Le 3 juillet 2017, Me A.________ a été désignée en qualité d'avocat d'office pour défendre les intérêts de B.________ avec effet au 21 juin 2017 dans le cadre d'une procédure unilatérale en divorce avec mesures superprovisionnelles. L'octroi de l'assistance juridique était limité à la première instance.
Par décisions des 11 juin et 1er décembre 2020, l'assistance juridique a été étendue à la seconde instance, l'ancien époux de B.________ ayant formé appel à l'encontre du jugement de divorce du 22 avril 2020. Elle a été limitée à 25 heures d'activité d'avocat au total, audiences et forfait courriers et téléphones non compris. L'appréciation des heures nécessaires en vertu de l'art. 16 al. 2 du règlement genevois du 28 juillet 2010 sur l'assistance juridique et l'indemnisation des conseils juridiques et défenseurs d'office en matière civile, administrative et pénale (RAJ/GE; RS/GE E 2 05.04) a été réservée au moment de la taxation de l'état de frais.
La procédure d'appel a pris fin le 26 janvier 2021 par le prononcé d'un arrêt de la Cour de justice confirmant le jugement de divorce.
B.
B.a.
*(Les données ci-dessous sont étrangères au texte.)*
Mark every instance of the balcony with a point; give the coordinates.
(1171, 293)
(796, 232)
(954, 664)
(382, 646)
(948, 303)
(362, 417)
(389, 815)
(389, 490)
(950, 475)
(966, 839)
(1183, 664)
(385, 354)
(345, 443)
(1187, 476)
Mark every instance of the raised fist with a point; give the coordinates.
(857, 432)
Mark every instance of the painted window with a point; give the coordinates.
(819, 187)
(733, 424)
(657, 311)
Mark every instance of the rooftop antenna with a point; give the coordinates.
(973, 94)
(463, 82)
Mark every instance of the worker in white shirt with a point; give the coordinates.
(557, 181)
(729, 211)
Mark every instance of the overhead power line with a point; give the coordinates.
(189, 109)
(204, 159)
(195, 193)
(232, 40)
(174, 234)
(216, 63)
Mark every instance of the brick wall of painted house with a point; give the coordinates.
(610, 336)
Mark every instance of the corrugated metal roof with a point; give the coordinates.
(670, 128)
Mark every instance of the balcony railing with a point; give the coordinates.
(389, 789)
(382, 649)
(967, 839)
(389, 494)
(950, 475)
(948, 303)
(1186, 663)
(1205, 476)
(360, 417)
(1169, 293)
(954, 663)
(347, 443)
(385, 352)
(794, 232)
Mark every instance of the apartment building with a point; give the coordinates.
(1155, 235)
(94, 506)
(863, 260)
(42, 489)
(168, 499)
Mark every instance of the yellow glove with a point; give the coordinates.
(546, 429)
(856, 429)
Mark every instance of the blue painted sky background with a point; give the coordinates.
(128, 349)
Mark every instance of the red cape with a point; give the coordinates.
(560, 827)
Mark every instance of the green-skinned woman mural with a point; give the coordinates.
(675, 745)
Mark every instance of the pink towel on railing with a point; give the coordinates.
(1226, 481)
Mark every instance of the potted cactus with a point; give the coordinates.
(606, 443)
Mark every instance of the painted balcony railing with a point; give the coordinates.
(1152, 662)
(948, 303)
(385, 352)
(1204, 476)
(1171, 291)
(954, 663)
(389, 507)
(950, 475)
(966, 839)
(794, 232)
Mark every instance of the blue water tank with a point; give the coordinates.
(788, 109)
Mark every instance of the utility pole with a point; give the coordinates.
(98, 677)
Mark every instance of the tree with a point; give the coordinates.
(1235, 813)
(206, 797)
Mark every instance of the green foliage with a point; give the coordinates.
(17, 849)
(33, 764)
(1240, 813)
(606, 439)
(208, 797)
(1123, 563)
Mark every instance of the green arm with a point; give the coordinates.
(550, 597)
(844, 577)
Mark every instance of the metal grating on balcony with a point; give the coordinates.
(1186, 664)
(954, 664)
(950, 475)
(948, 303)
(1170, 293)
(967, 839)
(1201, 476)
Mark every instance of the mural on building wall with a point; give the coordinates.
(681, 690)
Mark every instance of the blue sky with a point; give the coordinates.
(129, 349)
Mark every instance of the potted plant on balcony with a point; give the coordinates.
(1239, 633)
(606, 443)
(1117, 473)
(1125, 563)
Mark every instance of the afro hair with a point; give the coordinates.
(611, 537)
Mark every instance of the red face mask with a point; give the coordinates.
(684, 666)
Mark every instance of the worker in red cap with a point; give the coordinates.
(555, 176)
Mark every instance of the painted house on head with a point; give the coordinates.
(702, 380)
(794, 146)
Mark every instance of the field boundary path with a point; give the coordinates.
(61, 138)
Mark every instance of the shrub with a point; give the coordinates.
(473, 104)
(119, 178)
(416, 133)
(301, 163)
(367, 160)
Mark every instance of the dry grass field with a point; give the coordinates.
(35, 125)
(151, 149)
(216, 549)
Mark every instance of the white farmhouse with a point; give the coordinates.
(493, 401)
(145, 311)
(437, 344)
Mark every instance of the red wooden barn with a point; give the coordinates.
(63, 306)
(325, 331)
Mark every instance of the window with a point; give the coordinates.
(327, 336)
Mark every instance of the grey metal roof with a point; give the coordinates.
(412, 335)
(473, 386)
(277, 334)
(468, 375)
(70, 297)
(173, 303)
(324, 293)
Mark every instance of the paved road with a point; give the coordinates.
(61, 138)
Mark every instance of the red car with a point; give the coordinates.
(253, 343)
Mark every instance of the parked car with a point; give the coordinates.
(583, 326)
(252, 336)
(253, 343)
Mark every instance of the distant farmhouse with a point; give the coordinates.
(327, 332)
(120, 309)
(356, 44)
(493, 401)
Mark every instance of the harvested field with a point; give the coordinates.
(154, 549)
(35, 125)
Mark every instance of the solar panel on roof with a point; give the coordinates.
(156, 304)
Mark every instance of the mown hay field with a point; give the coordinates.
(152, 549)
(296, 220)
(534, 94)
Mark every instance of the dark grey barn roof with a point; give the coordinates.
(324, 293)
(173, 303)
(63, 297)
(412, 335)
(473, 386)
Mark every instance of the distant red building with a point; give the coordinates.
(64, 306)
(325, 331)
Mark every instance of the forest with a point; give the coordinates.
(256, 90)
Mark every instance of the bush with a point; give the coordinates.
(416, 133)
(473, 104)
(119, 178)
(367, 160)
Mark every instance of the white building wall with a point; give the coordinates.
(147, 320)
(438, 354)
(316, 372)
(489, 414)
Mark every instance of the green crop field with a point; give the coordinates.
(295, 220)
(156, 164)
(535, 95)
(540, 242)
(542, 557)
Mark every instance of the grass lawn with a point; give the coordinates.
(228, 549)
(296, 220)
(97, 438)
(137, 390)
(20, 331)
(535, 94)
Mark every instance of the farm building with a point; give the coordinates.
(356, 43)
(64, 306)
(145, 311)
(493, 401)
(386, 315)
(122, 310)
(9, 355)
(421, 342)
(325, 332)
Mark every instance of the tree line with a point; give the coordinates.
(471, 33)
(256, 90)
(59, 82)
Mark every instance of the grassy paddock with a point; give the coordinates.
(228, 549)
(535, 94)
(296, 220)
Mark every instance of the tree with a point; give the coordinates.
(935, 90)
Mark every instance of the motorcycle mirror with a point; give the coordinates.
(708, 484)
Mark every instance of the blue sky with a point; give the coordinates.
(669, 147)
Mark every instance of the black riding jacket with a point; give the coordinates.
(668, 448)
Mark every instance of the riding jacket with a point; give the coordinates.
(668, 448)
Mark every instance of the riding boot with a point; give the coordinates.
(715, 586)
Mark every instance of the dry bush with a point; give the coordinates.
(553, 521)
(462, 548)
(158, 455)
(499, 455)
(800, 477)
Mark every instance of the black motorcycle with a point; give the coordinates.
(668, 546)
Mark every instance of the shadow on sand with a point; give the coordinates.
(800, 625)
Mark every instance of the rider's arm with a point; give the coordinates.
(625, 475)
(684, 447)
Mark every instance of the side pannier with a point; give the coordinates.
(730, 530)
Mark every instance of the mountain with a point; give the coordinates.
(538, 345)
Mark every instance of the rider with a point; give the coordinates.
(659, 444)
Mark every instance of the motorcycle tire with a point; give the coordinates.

Pour l'activité déployée pour le compte de B.________ en première instance, Me A.________ a requis le versement d'un montant total de 36'443 fr. 88, sous déduction de l'avance de 10'000 fr. octroyée par décision du 15 juin 2020.
Pour la seconde instance, elle a demandé le paiement d'un montant total de 10'662 fr. 30, représentant 33 heures d'activité d'avocat accomplies entre le 3 septembre et le 10 novembre 2020.
B.b. Par décision de taxation du 3 juin 2021 - qui n'a pas fait l'objet de contestation -, le greffe de l'Assistance juridique a arrêté l'indemnité due à Me A.________ pour la première instance à 25'000 fr., montant duquel devait être déduite l'avance de 10'000 fr., mais auquel devait être ajoutée la TVA par 1'925 fr. Il a considéré que la rémunération réclamée était excessive, en particulier les postes " procédure " et " entretien client ", bien que l'affaire présentât une certaine complexité.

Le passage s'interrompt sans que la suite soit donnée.